Above all, John Gardner is a teacher and a mentor. In that spirit, the film, JOHN GARDNER: UNCOMMON AMERICAN, and the companion Website can be used to supplement the teaching of a variety of topics to secondary school and college students. For teachers working with leadership groups outside of the classroom -- from student government to community service organizations -- the film, John Gardner's writings, and his life experience can raise important issues relating to citizenship and provide valuable examples of civic engagement.

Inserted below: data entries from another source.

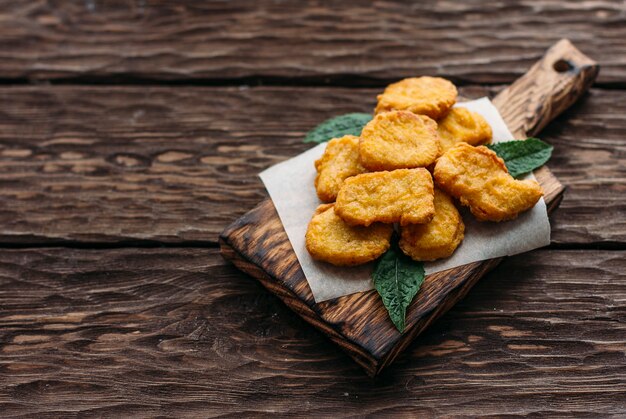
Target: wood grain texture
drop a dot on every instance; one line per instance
(175, 164)
(178, 332)
(359, 323)
(347, 42)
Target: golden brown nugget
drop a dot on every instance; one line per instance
(463, 125)
(431, 96)
(339, 162)
(399, 140)
(481, 181)
(330, 239)
(404, 196)
(437, 239)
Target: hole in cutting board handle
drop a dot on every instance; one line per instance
(561, 66)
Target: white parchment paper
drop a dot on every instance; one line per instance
(290, 185)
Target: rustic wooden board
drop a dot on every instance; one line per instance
(177, 164)
(359, 323)
(318, 42)
(180, 332)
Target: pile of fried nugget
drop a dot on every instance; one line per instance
(414, 161)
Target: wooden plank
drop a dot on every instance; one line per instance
(175, 332)
(359, 323)
(112, 164)
(347, 43)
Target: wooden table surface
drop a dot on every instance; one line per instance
(131, 133)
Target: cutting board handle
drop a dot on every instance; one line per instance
(552, 85)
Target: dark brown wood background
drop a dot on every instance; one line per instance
(131, 133)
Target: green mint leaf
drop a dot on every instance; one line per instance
(348, 124)
(397, 278)
(523, 156)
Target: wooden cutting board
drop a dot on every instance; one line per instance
(258, 245)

Gardner's life and times provide a front row seat to the major events of the last century and insight into the modern world that confronts students today. The film and Website are tools for classes investigating the ten major thematic strands in social studies, as outlined by the National Council for the Social Studies and followed by many history and culture curricula: culture; time, continuity, and change; people, places, and environment; individual development and identity;individuals, groups, and institutions; power, authority, and governance; production, distribution, and consumption; science, technology, and society; global connections; civic ideas and practices.
The following examples illustrate a few of the ways teachers can make use of these materials to deepen students' understanding of certain subject matter:
Time, Continuity, Change
Students studying the essential historical themes of time, continuity, and change can examine these ideas through John Gardner's life. John Gardner was settling into what he thought was a comfortable life as an academic when World War II erupted. It forced him to re-evaluate his life and move in surprising new directions. From his days as an intelligence officer with the OSS in World War II , Gardner had his hand in almost every major historical movement of the last fifty years in this nation.
In the 1950's, he was a leader in the effort for education reform, which led to his influential book "Excellence." As Secretary of H.E.W., he implemented sweeping education legislation, the Elementary and Secondary Education Act (ESEA), which revamped the federal government's role in education and targeted funding for poor children.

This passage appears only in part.